Esther Duflo, Abhijit Banerjee et Michael Kremer ont reçu en octobre le prix de la banque de Suède en mémoire d’Alfred Nobel, pour l’approche expérimentale de la lutte contre la pauvreté qu’ils ont élaborée depuis la fin des années 1990. Cette distinction a été largement saluée dans la presse française, où les recherches de l’économiste Esther Duflo et de ses collègues sont décrites comme radicales, voire révolutionnaires. Elles le sont en partie, dans la mesure où elles marquent une rupture nette dans le champ de l’économie du développement. Elles le sont aussi dans la mesure où elles ont contribué à transformer les pratiques de lutte contre la pauvreté. Mais de quelle manière exactement ?

Si l’on ne peut que se réjouir d’un regain de l’intérêt public pour la question de la pauvreté, il semble néanmoins nécessaire de tempérer l’engouement général pour les travaux des trois nobélisés en entrant dans les détails. Au-delà de ces trois figures de proue, ce prix récompense tout un mouvement en économie du développement, fondé sur l’utilisation des essais randomisés contrôlés (ERC), une méthode d’évaluation d’impact inspirée des essais cliniques en médecine. Ce mouvement rassemble des centaines d’économistes, en poste dans les grandes universités de pays riches ou émergents.

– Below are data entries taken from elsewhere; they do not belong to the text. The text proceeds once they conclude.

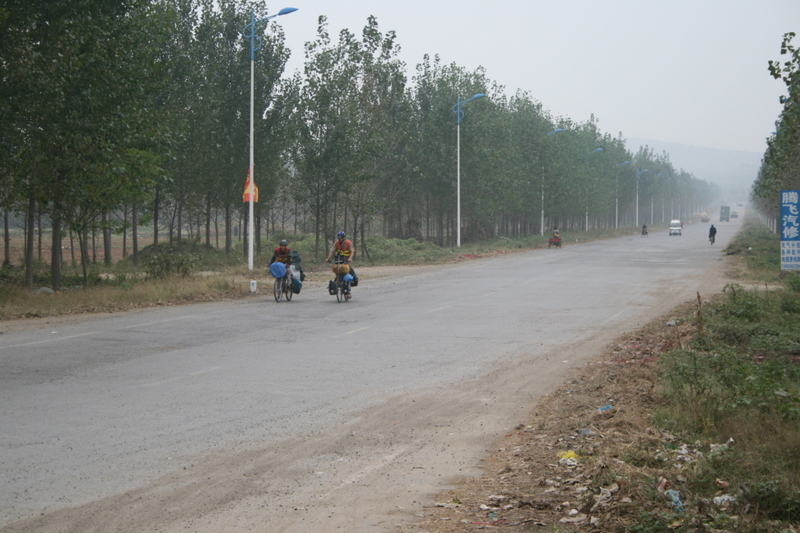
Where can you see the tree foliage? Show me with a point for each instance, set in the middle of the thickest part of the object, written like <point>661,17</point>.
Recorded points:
<point>780,166</point>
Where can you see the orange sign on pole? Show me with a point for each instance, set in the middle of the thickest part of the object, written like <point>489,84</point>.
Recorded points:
<point>248,189</point>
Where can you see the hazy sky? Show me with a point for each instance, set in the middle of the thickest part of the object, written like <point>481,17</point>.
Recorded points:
<point>685,71</point>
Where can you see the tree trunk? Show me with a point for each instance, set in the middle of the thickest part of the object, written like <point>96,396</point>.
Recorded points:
<point>55,260</point>
<point>106,240</point>
<point>155,218</point>
<point>29,243</point>
<point>6,240</point>
<point>125,231</point>
<point>135,234</point>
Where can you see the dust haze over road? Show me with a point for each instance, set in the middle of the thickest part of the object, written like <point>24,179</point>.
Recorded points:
<point>314,415</point>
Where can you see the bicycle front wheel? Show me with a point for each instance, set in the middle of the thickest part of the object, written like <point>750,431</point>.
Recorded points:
<point>287,288</point>
<point>339,289</point>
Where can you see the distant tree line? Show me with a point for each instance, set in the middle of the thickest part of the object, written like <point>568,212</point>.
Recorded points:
<point>780,166</point>
<point>119,116</point>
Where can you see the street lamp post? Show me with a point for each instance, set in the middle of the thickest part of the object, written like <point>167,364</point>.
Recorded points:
<point>541,223</point>
<point>616,195</point>
<point>249,32</point>
<point>460,115</point>
<point>638,175</point>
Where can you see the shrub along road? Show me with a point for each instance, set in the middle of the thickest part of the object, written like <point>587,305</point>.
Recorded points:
<point>313,415</point>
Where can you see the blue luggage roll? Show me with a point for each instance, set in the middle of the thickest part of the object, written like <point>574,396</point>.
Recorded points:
<point>277,269</point>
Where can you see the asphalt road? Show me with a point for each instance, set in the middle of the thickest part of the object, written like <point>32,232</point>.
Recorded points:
<point>309,414</point>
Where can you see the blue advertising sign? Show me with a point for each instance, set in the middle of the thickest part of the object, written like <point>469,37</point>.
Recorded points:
<point>790,230</point>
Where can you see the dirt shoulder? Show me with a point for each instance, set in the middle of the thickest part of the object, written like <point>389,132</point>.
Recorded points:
<point>569,464</point>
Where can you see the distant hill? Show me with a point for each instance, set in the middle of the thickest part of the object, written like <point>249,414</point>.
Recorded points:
<point>730,169</point>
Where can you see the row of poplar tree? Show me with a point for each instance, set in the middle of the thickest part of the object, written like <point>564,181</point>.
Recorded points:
<point>134,114</point>
<point>780,166</point>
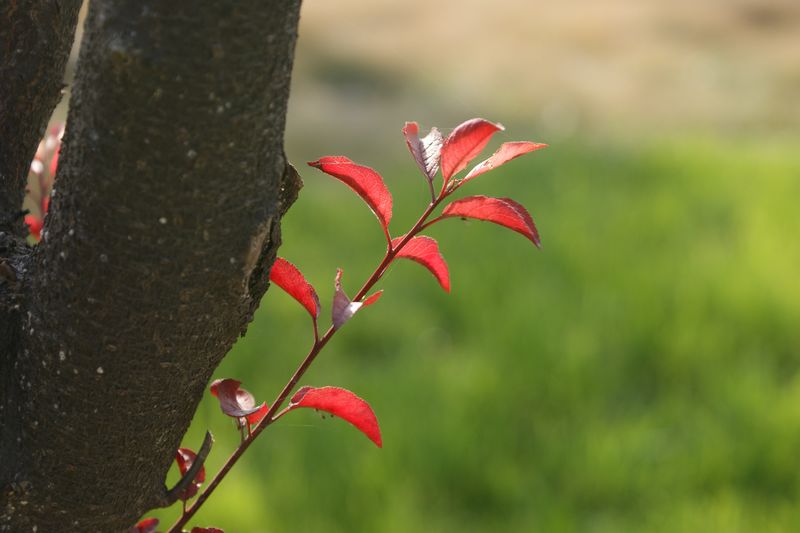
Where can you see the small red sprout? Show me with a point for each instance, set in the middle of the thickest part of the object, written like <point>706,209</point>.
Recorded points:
<point>185,457</point>
<point>431,153</point>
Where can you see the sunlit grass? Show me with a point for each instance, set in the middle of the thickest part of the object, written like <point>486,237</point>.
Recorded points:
<point>638,373</point>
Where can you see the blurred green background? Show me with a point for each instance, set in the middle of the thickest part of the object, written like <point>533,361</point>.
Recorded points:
<point>640,373</point>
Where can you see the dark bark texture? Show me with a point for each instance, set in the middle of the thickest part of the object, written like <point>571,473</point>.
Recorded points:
<point>163,226</point>
<point>35,40</point>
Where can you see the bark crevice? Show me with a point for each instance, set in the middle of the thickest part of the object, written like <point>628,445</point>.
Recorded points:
<point>165,220</point>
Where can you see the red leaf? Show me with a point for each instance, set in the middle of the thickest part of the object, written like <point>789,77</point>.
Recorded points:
<point>235,401</point>
<point>185,457</point>
<point>343,308</point>
<point>426,151</point>
<point>503,211</point>
<point>147,525</point>
<point>504,154</point>
<point>369,300</point>
<point>425,251</point>
<point>464,143</point>
<point>54,161</point>
<point>341,403</point>
<point>286,276</point>
<point>35,225</point>
<point>367,183</point>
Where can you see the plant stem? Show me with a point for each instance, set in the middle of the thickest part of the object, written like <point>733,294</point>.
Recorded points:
<point>319,344</point>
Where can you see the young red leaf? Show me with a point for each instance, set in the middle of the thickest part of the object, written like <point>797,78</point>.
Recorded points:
<point>185,457</point>
<point>426,151</point>
<point>464,143</point>
<point>425,251</point>
<point>343,308</point>
<point>503,211</point>
<point>341,403</point>
<point>286,276</point>
<point>504,154</point>
<point>54,161</point>
<point>235,401</point>
<point>147,525</point>
<point>367,183</point>
<point>35,225</point>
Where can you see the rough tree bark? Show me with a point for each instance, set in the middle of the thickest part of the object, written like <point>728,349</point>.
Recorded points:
<point>163,224</point>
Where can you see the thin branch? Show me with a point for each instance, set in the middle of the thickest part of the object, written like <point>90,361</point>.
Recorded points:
<point>274,412</point>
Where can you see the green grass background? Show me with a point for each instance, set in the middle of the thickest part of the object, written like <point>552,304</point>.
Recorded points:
<point>639,373</point>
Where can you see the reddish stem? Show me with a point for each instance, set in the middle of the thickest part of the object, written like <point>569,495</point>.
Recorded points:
<point>319,343</point>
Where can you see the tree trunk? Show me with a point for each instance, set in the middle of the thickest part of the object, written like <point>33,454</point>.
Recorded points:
<point>163,225</point>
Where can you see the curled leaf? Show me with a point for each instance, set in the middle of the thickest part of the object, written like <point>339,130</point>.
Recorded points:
<point>503,211</point>
<point>185,457</point>
<point>504,154</point>
<point>342,403</point>
<point>426,151</point>
<point>287,276</point>
<point>146,525</point>
<point>367,183</point>
<point>343,308</point>
<point>425,251</point>
<point>464,143</point>
<point>237,402</point>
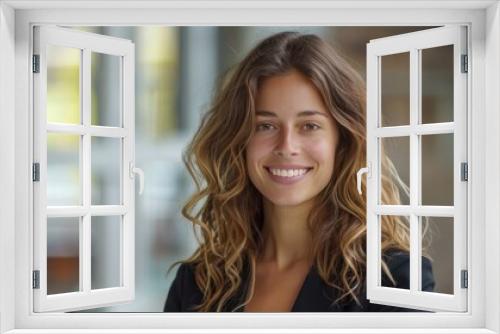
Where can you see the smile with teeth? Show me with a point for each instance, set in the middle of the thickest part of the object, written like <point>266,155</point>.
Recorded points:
<point>288,172</point>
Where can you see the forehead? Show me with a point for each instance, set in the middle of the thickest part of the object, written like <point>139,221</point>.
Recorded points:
<point>291,92</point>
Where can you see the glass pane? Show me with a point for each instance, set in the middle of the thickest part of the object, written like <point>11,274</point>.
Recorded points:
<point>106,249</point>
<point>395,171</point>
<point>106,170</point>
<point>437,247</point>
<point>395,89</point>
<point>63,251</point>
<point>106,90</point>
<point>395,241</point>
<point>63,169</point>
<point>63,84</point>
<point>437,84</point>
<point>437,169</point>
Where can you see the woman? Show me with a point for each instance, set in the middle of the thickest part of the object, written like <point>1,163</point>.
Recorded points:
<point>275,161</point>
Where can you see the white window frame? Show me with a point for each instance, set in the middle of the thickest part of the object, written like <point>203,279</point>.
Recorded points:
<point>123,50</point>
<point>16,19</point>
<point>413,44</point>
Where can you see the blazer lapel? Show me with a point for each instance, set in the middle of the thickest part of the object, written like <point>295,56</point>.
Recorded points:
<point>313,296</point>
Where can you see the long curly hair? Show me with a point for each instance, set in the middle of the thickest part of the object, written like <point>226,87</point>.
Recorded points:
<point>226,209</point>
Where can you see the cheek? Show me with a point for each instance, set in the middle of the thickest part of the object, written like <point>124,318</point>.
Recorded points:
<point>323,152</point>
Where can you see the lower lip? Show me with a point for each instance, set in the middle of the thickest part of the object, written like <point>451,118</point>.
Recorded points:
<point>287,180</point>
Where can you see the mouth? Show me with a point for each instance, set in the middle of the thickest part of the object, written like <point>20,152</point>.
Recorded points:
<point>287,176</point>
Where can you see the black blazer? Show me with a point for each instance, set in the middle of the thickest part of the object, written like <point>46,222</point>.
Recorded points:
<point>314,295</point>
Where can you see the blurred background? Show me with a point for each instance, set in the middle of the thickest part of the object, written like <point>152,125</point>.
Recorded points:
<point>176,72</point>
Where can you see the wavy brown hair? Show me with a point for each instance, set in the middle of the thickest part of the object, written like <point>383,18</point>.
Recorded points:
<point>228,220</point>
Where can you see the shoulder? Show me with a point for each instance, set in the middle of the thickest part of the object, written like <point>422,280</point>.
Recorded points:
<point>183,294</point>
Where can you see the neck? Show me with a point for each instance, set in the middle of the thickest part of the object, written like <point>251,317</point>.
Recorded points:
<point>287,238</point>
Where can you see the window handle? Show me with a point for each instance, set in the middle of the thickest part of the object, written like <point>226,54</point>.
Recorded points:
<point>364,170</point>
<point>135,170</point>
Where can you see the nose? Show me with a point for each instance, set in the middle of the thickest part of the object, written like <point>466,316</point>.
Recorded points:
<point>287,144</point>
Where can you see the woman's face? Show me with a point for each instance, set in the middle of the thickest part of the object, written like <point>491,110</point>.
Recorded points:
<point>291,153</point>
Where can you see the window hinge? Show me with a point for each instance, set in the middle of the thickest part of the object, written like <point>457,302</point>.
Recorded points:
<point>36,279</point>
<point>465,64</point>
<point>36,63</point>
<point>464,171</point>
<point>36,171</point>
<point>465,279</point>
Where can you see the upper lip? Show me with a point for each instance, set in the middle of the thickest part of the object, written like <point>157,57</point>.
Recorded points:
<point>288,167</point>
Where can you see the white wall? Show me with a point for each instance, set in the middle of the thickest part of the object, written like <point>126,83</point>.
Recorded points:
<point>7,148</point>
<point>492,149</point>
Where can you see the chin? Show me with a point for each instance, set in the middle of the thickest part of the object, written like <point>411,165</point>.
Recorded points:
<point>287,201</point>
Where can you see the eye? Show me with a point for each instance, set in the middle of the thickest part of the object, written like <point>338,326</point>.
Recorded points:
<point>311,126</point>
<point>264,126</point>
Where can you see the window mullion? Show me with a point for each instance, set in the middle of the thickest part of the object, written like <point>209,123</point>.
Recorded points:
<point>414,168</point>
<point>85,228</point>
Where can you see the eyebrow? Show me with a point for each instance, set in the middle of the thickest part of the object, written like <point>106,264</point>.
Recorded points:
<point>300,114</point>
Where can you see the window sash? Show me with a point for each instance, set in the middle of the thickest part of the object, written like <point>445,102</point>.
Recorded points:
<point>412,43</point>
<point>85,297</point>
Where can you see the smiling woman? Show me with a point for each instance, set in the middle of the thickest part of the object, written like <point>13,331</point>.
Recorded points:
<point>283,227</point>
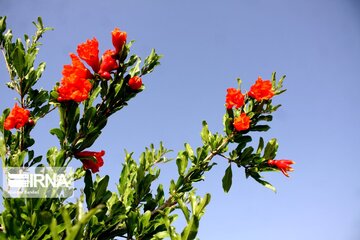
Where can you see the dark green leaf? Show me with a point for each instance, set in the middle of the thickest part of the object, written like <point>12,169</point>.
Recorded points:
<point>227,179</point>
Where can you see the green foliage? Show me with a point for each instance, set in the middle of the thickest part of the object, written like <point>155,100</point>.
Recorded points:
<point>141,208</point>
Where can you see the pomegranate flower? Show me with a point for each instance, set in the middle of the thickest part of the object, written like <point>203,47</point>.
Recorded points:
<point>17,118</point>
<point>91,160</point>
<point>242,122</point>
<point>108,64</point>
<point>261,90</point>
<point>74,84</point>
<point>118,39</point>
<point>89,52</point>
<point>234,98</point>
<point>282,165</point>
<point>135,83</point>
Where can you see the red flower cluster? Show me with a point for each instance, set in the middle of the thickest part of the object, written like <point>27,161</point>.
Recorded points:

Formant un vaste réseau, nombre d’entre eux sont professeurs affiliés au J-Pal, un laboratoire du prestigieux MIT dont Duflo, Banerjee et Kremer sont des membres fondateurs, ou d’Innovation for Poverty Action, le laboratoire jumeau du J-Pal, implanté à l’université de Yale, non moins prestigieuse. Ces économistes partagent la conviction que cette méthode est la référence absolue en matière d’évaluation d’impact – ce zèle leur a valu d’être malicieusement surnommés les randomistas par Angus Deaton, un précédent récipiendaire du Nobel d’économie. Désormais dominante dans le champ universitaire (très internationalisé) de l’économie du développement, et très influente parmi les bailleurs, la méthode des ERC est promue comme portant des promesses de progrès scientifique et de réforme politique.

Elle consiste à tester in vivo des interventions supposées réduire la pauvreté, afin d’estimer leur impact. Par exemple, un échantillon de plusieurs centaines de villages où l’on cultive le café est aléatoirement divisé pour former un groupe « traité », au sein duquel les caféiculteurs sont invités à suivre une formation en agronomie, et un groupe « de contrôle », auquel rien de particulier n’est proposé.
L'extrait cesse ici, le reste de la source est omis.